Sung Wong Toi Park is a small garden in Ma Tau Wai, Kowloon, which was specially built to be the home of an important historic relic called Sung Wong Toi. The relic is a massive block of stone that used to be part of a 45-metre tall boulder sitting on the top of Sacred Hill in Ma Tau Chung above Kowloon Bay.
The boulder is historically significant because it was inscribed with the phrase Sung Wong Toi which literally means Terrace of the Sung Kings and believed to have been a memorial to the last two boy emperors of the Southern Song Dynasty, Zhao Shi and Zhao Bing, who came to Hong Kong to escape the Mongolian invasion from the north in 1277 and took refuge under the massive rock.

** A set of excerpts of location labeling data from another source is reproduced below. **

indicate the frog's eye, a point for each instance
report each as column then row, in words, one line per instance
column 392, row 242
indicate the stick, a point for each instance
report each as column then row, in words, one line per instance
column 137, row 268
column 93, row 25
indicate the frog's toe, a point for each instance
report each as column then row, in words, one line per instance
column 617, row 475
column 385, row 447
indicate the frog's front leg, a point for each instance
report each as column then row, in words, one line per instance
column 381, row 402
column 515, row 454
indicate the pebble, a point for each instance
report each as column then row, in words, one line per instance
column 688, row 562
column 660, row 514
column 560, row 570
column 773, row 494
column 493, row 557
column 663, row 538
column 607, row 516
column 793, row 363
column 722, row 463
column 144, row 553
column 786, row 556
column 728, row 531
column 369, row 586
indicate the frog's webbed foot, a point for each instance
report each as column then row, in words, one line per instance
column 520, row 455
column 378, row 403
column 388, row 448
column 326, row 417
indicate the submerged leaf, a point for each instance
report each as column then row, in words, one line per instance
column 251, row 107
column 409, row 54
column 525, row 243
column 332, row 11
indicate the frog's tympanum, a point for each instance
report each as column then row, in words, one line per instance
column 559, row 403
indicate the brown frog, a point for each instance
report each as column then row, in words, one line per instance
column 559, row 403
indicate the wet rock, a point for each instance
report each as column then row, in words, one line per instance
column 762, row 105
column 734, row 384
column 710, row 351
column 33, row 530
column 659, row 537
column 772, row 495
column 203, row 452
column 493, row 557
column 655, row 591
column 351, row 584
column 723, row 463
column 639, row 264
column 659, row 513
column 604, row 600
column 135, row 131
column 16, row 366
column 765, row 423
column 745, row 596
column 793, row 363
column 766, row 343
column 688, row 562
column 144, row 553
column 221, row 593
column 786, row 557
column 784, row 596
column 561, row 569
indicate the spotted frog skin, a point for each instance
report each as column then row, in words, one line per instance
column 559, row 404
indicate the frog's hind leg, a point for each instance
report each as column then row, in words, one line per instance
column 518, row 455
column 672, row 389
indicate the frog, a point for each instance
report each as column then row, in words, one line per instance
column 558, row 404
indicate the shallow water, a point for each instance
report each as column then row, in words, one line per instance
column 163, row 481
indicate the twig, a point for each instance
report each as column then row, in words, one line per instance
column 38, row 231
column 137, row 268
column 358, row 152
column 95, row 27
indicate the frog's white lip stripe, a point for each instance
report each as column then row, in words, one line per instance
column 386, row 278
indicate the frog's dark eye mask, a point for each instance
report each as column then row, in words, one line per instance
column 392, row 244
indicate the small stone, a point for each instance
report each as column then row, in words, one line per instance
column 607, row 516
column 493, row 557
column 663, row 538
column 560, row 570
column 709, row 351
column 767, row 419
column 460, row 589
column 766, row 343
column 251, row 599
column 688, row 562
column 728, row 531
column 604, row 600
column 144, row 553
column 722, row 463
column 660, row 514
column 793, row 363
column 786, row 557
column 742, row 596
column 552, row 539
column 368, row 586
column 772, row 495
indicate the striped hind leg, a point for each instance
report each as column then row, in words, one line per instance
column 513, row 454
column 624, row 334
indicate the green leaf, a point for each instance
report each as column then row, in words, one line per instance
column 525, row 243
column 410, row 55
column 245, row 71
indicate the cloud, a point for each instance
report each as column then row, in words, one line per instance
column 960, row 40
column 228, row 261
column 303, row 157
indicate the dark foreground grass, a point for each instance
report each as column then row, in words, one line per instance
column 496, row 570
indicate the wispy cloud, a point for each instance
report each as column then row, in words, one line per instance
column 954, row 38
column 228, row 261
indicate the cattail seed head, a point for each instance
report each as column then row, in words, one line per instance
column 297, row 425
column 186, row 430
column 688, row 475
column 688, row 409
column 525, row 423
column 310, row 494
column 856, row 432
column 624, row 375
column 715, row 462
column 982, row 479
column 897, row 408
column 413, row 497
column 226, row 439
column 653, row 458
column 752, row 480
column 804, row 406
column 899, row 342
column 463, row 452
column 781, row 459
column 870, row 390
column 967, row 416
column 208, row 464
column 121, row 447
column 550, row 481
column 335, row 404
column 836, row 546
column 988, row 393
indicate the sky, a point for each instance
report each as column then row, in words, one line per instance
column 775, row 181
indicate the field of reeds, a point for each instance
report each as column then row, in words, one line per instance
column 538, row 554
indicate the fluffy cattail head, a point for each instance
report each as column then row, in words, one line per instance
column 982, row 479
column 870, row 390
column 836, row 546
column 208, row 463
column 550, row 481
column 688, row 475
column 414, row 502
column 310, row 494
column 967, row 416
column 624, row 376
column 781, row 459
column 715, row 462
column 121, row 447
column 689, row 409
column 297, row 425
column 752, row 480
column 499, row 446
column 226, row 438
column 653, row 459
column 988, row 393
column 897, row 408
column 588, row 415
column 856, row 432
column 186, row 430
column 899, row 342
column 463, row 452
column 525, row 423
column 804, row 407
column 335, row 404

During the Second World War, the occupying Japanese leveled the Sacred Hill to build an extension of the Kai Tak Airport. The boulder was dislodged by blasting but the portion with Chinese inscription remained intact. After the war, the remaining fragment of the boulder (about one-third of the original rock) was shaped into a rectangular block and placed in a park specially constructed for it, the Sung Wong Toi Garden. Two engraved stone tablets, one in English and one in Chinese, tell visitors how the legendary rock got to its current home.
Apart from the rock, the garden features sprawling green lawns, shady trees, open areas, walking paths and a fountain.
The park is located at the junction of Sung Wong Toi Road and Ma Tau Chung Road, in the center of Kowloon City District. It is very close to the stone's original site. The park was first opened to the public in the winter of 1945.
How to get there: Take bus no. 5 or 1A from Tsim Sha Tsui Ferry Bus Terminus and get off at Prince Edward Rd East. Go back to Ma Tou Wai Rd and you will see the park after a few minutes’ walk.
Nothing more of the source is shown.